Faiblesse du chef de l’Etat que l’opposition djiboutienne n’a pas manqué d’utiliser à son profit, au moins pour masquer sa propre inaction.

Lors du meeting de l’UAD tenu le jour de la fête de l’Aïd, marquant la fin du Ramadan, un des orateurs s’est écrié : « Voyez l’affaire Borrel. Ismael Omar a peur d’une seule femme, qui plus est, est étrangère. Il doit donc avoir encore plus peur de son propre peuple. Debout et chassons-le ! »

Effectivement, à la seule vue d’une situation sociale explosive marquée par de nombreuses manifestations populaires, parfois violentes, Ismael Omar a normalement de quoi avoir peur. C’est peut-être à cause de cette peur qu’il a tenu, en langue somalie, des propos malchanceux pour le pays et fatals pour lui lors du cocktail offert en son Palais ce fameux jour de l’Aïd. Qu’on en juge : « Si j’avais été informé de la date et de l’heure de la manifestation (de Balbala, NDLR), j’y aurais personnellement participé. »

Rien que ça : un chef d’Etat avouant qu’il aurait pris part à la contestation populaire de son action, avouez que même Hugo Chavez n’a jamais été aussi loin dans son populisme. Qui est certainement moins démagogique que celui du numéro un djiboutien, tout ce qu il y de mal élu, avec l’aval de l’ancien président du Conseil constitutionnel, actuellement humilié en public.

Lequel, se reprenant aussitôt, a salué l’énergique action des forces de sécurité intérieures et extérieures ( Nabad Sugid en version originale), ainsi que de la Gendarmerie dans la brutale répression de ces manifestations d’insubordination civique.

Pourtant, nul n’ignore ici que la manifestation de Balbala s’est soldée par la mort tragique d’un manifestant tué d’une balle dans le dos par un élément de la Police : Arme et Gendarmerie n’ont rien à y voir.

D’où les spéculations des djiboutiens :

1) citer les forces de défense et de sécurité dans ce contexte revient à glorifier son premier responsable qui tient piètrement le devant de la scène face à la Justice française. Pourtant, l’Armée est fortement perturbée par le récent assassinat du chef de poste de Galafi, un sous-officier d’origine issa Saad-Moussa, froidement abattu par un autre soldat, pour des motifs inconnus.

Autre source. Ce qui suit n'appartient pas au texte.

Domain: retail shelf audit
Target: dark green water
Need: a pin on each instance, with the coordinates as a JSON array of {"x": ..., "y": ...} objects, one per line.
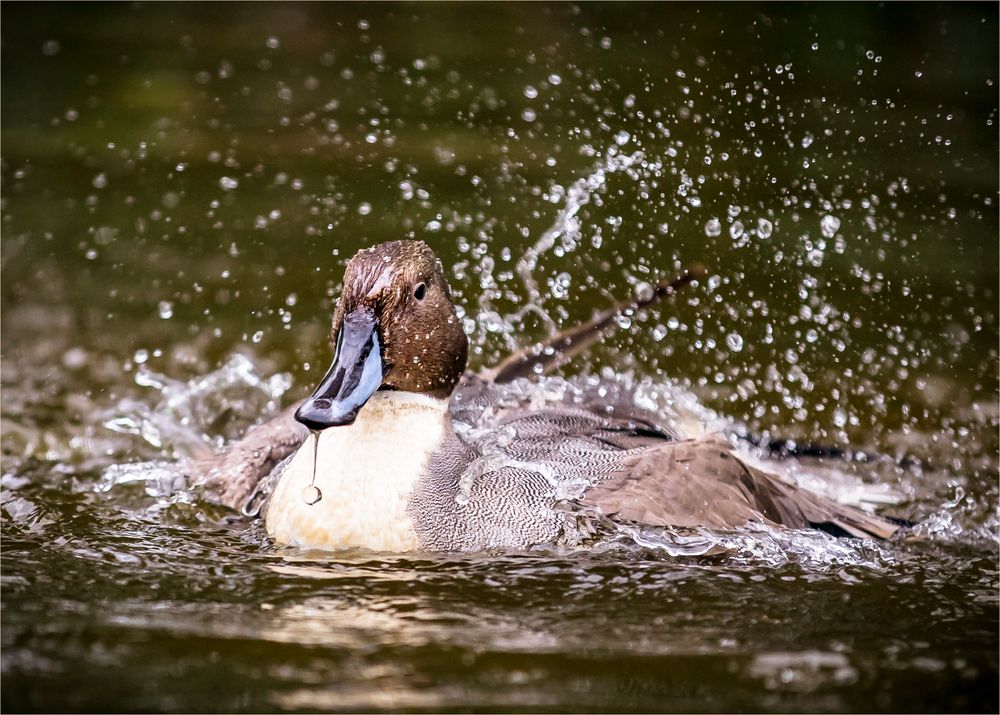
[{"x": 182, "y": 183}]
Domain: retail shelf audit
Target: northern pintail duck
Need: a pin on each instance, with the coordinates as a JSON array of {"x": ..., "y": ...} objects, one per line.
[{"x": 411, "y": 452}]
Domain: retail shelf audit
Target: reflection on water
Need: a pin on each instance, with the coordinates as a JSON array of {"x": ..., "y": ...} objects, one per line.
[{"x": 181, "y": 188}]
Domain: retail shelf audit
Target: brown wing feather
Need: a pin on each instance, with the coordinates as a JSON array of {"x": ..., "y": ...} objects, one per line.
[
  {"x": 232, "y": 475},
  {"x": 694, "y": 483}
]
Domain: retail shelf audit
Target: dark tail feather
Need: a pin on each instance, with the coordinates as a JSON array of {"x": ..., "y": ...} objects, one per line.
[
  {"x": 567, "y": 344},
  {"x": 782, "y": 448}
]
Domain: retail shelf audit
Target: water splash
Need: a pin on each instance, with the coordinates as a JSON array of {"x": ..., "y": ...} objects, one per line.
[
  {"x": 189, "y": 412},
  {"x": 566, "y": 225}
]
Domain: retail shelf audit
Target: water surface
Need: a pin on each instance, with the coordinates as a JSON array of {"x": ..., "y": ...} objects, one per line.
[{"x": 182, "y": 185}]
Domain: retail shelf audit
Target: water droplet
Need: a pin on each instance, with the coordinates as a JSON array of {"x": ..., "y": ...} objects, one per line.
[
  {"x": 643, "y": 291},
  {"x": 312, "y": 495},
  {"x": 828, "y": 226},
  {"x": 165, "y": 309}
]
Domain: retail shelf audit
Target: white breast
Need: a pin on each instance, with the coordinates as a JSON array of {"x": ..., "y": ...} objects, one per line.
[{"x": 365, "y": 472}]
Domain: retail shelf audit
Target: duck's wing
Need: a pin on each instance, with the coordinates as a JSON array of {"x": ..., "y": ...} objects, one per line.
[
  {"x": 545, "y": 356},
  {"x": 231, "y": 476},
  {"x": 701, "y": 483}
]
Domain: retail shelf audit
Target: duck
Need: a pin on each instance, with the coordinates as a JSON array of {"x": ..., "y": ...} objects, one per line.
[{"x": 400, "y": 448}]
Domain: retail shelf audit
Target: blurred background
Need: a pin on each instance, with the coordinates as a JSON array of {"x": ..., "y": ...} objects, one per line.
[{"x": 183, "y": 183}]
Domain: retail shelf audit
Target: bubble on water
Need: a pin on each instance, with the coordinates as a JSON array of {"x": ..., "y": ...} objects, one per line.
[
  {"x": 764, "y": 228},
  {"x": 560, "y": 285},
  {"x": 828, "y": 226}
]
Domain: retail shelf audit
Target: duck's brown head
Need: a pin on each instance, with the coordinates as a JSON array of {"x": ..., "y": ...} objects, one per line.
[{"x": 394, "y": 327}]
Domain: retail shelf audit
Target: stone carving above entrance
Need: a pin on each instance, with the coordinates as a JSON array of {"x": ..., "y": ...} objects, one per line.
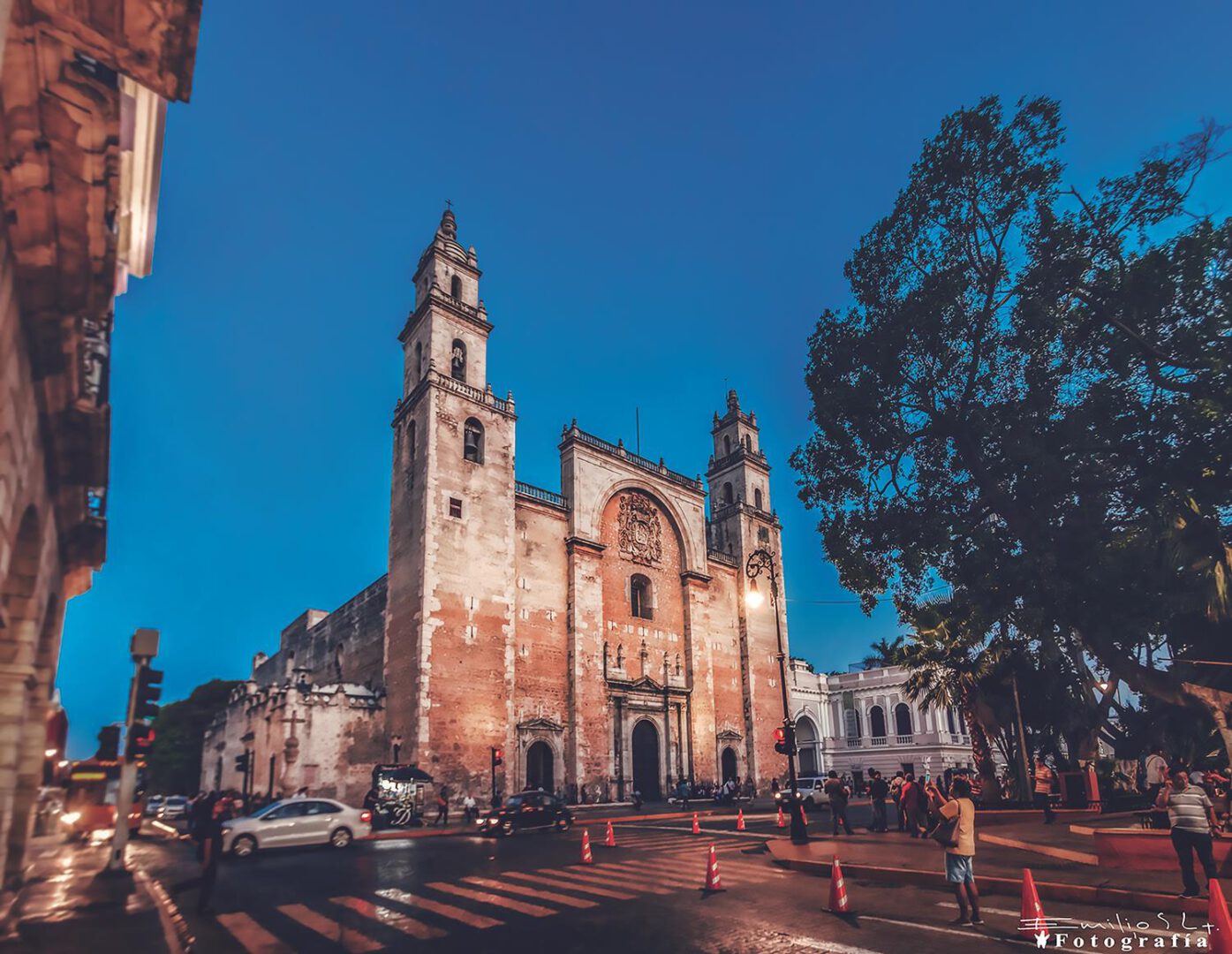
[{"x": 641, "y": 533}]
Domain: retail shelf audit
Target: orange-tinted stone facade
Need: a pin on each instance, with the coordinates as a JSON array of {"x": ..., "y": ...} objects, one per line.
[{"x": 599, "y": 636}]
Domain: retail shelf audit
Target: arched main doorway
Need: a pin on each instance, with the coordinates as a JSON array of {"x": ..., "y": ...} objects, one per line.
[
  {"x": 539, "y": 767},
  {"x": 806, "y": 741},
  {"x": 646, "y": 760}
]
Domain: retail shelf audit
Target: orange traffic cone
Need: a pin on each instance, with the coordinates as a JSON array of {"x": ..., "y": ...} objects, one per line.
[
  {"x": 838, "y": 890},
  {"x": 1032, "y": 922},
  {"x": 1221, "y": 926},
  {"x": 714, "y": 882}
]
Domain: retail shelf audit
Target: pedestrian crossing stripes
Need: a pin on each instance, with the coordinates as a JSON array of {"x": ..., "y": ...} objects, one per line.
[{"x": 390, "y": 917}]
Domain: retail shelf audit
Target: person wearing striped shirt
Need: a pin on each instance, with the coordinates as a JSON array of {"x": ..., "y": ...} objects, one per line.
[{"x": 1193, "y": 827}]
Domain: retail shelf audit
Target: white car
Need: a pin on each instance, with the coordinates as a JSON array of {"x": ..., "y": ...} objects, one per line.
[
  {"x": 174, "y": 806},
  {"x": 296, "y": 822}
]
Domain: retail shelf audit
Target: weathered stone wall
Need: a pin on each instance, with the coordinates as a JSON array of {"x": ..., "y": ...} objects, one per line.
[
  {"x": 346, "y": 645},
  {"x": 466, "y": 703},
  {"x": 327, "y": 738},
  {"x": 32, "y": 582},
  {"x": 541, "y": 688}
]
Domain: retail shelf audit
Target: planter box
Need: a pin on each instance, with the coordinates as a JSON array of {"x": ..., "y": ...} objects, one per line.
[
  {"x": 1148, "y": 850},
  {"x": 986, "y": 817}
]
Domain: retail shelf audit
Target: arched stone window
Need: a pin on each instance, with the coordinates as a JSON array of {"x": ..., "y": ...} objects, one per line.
[
  {"x": 851, "y": 720},
  {"x": 641, "y": 598},
  {"x": 472, "y": 442},
  {"x": 903, "y": 719}
]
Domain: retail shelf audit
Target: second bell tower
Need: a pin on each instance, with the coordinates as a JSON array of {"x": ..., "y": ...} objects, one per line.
[{"x": 450, "y": 611}]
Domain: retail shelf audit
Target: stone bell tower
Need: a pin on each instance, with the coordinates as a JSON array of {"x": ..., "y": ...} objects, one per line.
[
  {"x": 742, "y": 520},
  {"x": 450, "y": 611}
]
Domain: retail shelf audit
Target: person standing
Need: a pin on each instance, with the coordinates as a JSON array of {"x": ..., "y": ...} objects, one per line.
[
  {"x": 960, "y": 854},
  {"x": 879, "y": 789},
  {"x": 896, "y": 792},
  {"x": 838, "y": 794},
  {"x": 211, "y": 853},
  {"x": 1157, "y": 772},
  {"x": 1193, "y": 829},
  {"x": 913, "y": 805},
  {"x": 1044, "y": 776}
]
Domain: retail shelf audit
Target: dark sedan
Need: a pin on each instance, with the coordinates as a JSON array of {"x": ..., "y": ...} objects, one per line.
[{"x": 526, "y": 810}]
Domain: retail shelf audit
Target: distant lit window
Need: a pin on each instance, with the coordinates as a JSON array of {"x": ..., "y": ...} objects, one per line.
[
  {"x": 639, "y": 597},
  {"x": 472, "y": 442}
]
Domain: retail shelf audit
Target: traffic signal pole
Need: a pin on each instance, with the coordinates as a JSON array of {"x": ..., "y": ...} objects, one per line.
[{"x": 143, "y": 648}]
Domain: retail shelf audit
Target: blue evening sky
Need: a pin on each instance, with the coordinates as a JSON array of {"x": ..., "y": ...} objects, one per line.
[{"x": 661, "y": 199}]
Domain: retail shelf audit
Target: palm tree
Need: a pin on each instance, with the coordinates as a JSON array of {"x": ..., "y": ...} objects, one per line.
[{"x": 948, "y": 660}]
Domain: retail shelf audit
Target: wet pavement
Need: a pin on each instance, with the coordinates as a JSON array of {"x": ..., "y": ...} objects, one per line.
[{"x": 69, "y": 904}]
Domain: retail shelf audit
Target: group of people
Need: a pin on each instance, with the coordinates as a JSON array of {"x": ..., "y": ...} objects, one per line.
[{"x": 923, "y": 809}]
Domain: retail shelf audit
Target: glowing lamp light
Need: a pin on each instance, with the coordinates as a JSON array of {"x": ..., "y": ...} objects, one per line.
[{"x": 754, "y": 598}]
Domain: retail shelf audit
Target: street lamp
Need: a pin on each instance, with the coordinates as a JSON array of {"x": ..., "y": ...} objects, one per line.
[{"x": 761, "y": 561}]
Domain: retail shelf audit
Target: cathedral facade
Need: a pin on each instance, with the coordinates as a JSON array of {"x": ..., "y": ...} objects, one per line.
[{"x": 598, "y": 636}]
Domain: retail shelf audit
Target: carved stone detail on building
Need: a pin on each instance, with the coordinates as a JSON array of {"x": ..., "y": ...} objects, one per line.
[{"x": 641, "y": 534}]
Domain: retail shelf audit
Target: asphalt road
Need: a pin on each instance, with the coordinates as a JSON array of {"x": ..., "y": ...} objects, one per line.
[{"x": 530, "y": 894}]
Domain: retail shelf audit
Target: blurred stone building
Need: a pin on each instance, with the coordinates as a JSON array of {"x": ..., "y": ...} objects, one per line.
[
  {"x": 598, "y": 635},
  {"x": 863, "y": 720},
  {"x": 83, "y": 99}
]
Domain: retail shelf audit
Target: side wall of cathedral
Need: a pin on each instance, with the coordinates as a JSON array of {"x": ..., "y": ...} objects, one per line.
[{"x": 346, "y": 645}]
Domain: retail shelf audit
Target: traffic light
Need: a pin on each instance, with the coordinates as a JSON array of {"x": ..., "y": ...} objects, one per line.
[
  {"x": 785, "y": 739},
  {"x": 109, "y": 744},
  {"x": 148, "y": 692},
  {"x": 140, "y": 738}
]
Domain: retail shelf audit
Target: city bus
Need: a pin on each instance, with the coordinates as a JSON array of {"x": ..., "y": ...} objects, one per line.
[{"x": 90, "y": 799}]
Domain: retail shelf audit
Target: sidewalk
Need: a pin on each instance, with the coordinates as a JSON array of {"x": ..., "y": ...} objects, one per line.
[
  {"x": 895, "y": 858},
  {"x": 68, "y": 904}
]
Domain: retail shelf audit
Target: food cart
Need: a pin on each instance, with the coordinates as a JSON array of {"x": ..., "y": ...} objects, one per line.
[{"x": 398, "y": 795}]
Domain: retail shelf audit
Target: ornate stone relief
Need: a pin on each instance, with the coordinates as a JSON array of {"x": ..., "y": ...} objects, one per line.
[{"x": 641, "y": 534}]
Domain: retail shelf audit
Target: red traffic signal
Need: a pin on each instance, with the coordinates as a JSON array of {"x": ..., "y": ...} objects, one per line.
[{"x": 785, "y": 741}]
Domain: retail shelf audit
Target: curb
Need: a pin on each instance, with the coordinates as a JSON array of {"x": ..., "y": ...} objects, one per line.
[
  {"x": 1010, "y": 886},
  {"x": 178, "y": 935},
  {"x": 425, "y": 832},
  {"x": 1063, "y": 854}
]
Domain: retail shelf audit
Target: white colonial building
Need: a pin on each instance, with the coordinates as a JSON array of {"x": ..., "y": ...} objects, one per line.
[{"x": 863, "y": 720}]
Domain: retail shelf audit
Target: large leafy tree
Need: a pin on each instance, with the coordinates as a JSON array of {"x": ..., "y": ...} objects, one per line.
[{"x": 1030, "y": 399}]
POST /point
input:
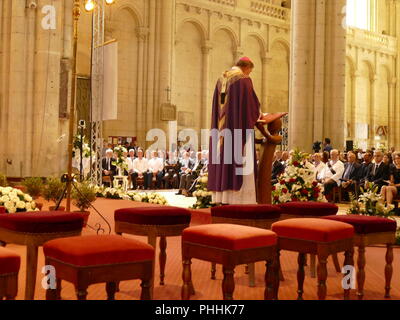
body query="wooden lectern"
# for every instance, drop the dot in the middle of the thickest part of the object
(274, 123)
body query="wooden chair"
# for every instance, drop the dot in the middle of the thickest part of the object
(153, 222)
(229, 245)
(33, 229)
(94, 259)
(9, 268)
(319, 237)
(259, 216)
(371, 231)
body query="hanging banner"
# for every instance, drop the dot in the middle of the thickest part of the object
(110, 81)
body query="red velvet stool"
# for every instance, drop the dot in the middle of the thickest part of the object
(371, 231)
(229, 245)
(315, 236)
(310, 209)
(32, 229)
(9, 268)
(153, 222)
(95, 259)
(259, 216)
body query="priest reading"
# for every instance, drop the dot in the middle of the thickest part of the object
(235, 112)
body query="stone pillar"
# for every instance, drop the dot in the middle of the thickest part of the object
(372, 109)
(317, 100)
(354, 104)
(266, 59)
(205, 101)
(46, 133)
(167, 40)
(392, 113)
(140, 115)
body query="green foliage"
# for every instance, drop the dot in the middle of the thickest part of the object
(85, 196)
(33, 185)
(53, 189)
(3, 180)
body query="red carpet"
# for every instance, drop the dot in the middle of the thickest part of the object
(209, 289)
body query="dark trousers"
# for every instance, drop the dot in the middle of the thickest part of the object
(149, 179)
(328, 188)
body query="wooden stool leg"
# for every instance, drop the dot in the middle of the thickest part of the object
(322, 274)
(213, 270)
(11, 287)
(301, 260)
(152, 240)
(388, 269)
(312, 266)
(146, 290)
(360, 272)
(54, 294)
(81, 292)
(348, 261)
(270, 280)
(228, 284)
(187, 279)
(31, 271)
(252, 275)
(111, 288)
(336, 263)
(163, 258)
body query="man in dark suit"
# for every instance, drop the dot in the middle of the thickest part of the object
(278, 167)
(187, 165)
(109, 170)
(379, 172)
(351, 176)
(366, 167)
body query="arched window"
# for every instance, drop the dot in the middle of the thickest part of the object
(358, 14)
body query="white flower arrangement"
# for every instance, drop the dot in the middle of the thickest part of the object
(298, 182)
(119, 193)
(14, 200)
(370, 203)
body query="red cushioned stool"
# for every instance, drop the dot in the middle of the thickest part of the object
(229, 245)
(310, 209)
(95, 259)
(32, 229)
(371, 231)
(153, 222)
(315, 236)
(259, 216)
(9, 268)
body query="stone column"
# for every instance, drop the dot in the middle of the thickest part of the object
(317, 85)
(354, 104)
(392, 114)
(46, 133)
(167, 40)
(266, 59)
(140, 115)
(205, 100)
(372, 118)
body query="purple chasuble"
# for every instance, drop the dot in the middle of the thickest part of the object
(235, 106)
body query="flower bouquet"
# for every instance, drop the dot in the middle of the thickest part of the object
(370, 203)
(298, 182)
(120, 162)
(204, 197)
(14, 200)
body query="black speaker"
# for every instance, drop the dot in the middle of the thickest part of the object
(349, 145)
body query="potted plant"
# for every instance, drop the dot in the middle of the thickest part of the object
(52, 191)
(83, 196)
(34, 187)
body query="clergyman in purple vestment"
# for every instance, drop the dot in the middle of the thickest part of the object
(235, 112)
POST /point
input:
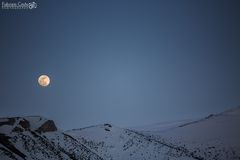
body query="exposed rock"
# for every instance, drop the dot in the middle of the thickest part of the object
(24, 124)
(48, 126)
(17, 129)
(10, 121)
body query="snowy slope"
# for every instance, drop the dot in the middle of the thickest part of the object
(213, 137)
(38, 138)
(115, 143)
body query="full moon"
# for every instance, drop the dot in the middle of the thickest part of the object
(44, 80)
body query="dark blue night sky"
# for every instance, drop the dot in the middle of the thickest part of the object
(129, 63)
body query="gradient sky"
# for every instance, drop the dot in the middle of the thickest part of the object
(129, 63)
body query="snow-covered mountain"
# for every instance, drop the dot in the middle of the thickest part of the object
(215, 137)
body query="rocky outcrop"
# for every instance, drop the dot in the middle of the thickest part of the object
(48, 126)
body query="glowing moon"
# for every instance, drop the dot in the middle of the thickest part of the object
(44, 80)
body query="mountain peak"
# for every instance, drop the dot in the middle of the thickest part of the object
(29, 123)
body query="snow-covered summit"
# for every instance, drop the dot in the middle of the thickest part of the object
(20, 124)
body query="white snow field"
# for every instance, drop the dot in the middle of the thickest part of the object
(215, 137)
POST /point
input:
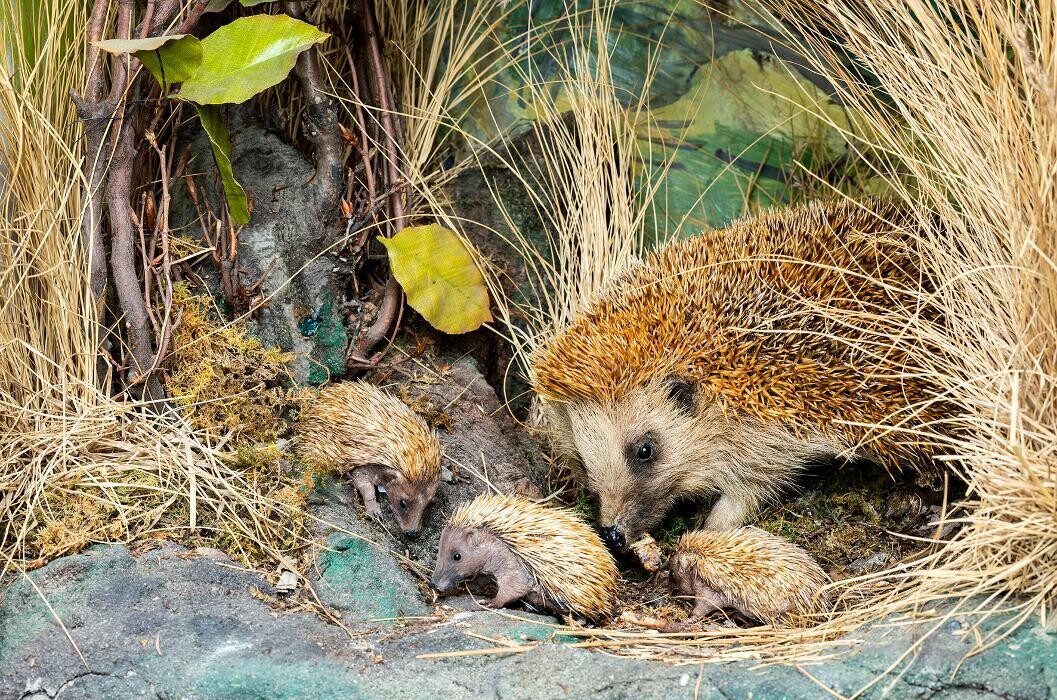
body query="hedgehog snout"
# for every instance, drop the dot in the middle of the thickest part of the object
(614, 538)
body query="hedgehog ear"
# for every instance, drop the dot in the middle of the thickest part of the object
(682, 393)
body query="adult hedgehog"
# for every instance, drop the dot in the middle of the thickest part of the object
(725, 363)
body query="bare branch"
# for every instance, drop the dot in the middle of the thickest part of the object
(393, 299)
(320, 122)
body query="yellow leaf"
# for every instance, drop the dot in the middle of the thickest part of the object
(440, 277)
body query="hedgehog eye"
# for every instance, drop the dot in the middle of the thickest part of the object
(642, 453)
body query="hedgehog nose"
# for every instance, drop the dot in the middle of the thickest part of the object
(613, 537)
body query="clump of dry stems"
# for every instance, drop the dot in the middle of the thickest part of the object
(79, 466)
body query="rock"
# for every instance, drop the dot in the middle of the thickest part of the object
(167, 625)
(868, 564)
(364, 582)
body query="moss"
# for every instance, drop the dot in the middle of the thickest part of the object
(586, 505)
(841, 519)
(225, 380)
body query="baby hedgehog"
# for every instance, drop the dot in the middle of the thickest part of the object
(356, 428)
(546, 555)
(724, 364)
(748, 570)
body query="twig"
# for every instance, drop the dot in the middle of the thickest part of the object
(95, 112)
(393, 299)
(320, 122)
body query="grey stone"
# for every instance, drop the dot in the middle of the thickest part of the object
(173, 625)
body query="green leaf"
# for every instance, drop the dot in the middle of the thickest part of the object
(214, 125)
(169, 58)
(248, 55)
(440, 277)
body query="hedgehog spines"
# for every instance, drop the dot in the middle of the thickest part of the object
(566, 556)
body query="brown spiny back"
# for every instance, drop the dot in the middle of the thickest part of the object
(356, 423)
(781, 317)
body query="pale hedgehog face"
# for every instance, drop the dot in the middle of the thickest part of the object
(408, 500)
(634, 452)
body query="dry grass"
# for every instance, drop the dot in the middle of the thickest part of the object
(966, 114)
(585, 172)
(77, 465)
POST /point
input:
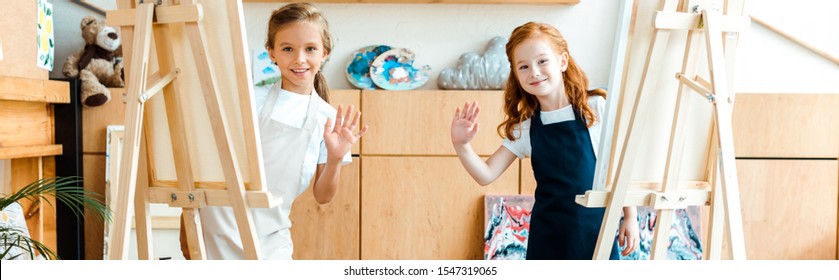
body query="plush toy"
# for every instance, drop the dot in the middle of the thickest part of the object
(98, 64)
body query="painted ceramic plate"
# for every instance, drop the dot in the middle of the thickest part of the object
(358, 68)
(394, 70)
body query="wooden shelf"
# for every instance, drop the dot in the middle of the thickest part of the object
(509, 2)
(29, 151)
(34, 90)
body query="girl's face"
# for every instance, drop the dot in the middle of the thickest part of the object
(298, 51)
(539, 69)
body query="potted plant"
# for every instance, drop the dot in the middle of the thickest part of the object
(15, 242)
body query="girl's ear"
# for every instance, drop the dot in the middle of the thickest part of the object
(563, 61)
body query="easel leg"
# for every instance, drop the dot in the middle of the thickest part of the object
(631, 143)
(221, 133)
(664, 217)
(722, 114)
(190, 221)
(142, 218)
(133, 127)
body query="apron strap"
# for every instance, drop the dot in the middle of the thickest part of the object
(268, 107)
(311, 112)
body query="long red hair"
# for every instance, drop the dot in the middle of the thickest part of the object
(520, 105)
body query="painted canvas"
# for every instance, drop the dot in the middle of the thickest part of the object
(395, 70)
(507, 227)
(46, 45)
(358, 68)
(685, 242)
(506, 224)
(265, 73)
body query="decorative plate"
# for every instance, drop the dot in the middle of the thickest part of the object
(394, 70)
(358, 67)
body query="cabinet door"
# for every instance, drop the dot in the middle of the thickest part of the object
(419, 122)
(329, 231)
(789, 208)
(345, 98)
(783, 125)
(424, 208)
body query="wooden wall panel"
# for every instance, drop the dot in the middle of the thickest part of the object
(25, 124)
(424, 208)
(789, 208)
(347, 98)
(94, 180)
(329, 231)
(786, 125)
(419, 122)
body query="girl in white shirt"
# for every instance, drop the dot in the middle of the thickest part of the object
(299, 141)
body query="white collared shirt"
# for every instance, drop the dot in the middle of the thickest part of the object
(521, 146)
(291, 110)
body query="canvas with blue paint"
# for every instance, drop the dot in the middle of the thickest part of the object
(264, 71)
(684, 240)
(358, 68)
(507, 225)
(395, 70)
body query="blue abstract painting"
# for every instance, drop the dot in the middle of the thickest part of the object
(684, 240)
(395, 70)
(506, 226)
(358, 68)
(264, 71)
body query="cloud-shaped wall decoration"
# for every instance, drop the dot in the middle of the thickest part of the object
(479, 72)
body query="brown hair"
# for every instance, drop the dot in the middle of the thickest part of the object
(520, 105)
(302, 12)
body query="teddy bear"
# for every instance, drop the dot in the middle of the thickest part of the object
(99, 64)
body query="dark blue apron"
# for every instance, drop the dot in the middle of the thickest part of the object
(563, 163)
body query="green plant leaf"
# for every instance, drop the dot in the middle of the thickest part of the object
(68, 190)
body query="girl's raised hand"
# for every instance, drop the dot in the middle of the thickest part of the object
(465, 123)
(340, 139)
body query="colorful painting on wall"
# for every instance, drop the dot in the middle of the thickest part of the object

2) citer la Gendarmerie revient à occulter le fait que l’interpellation officielle des meurtriers présumés des derniers assassinats (celui d’un médecin et celui d’une fonctionnaire, tous deux d’origine issa Saad-Moussa), n’a pas empêché les sanglantes représailles à l’encontre de toute la communauté Oromo, essentiellement immigrée.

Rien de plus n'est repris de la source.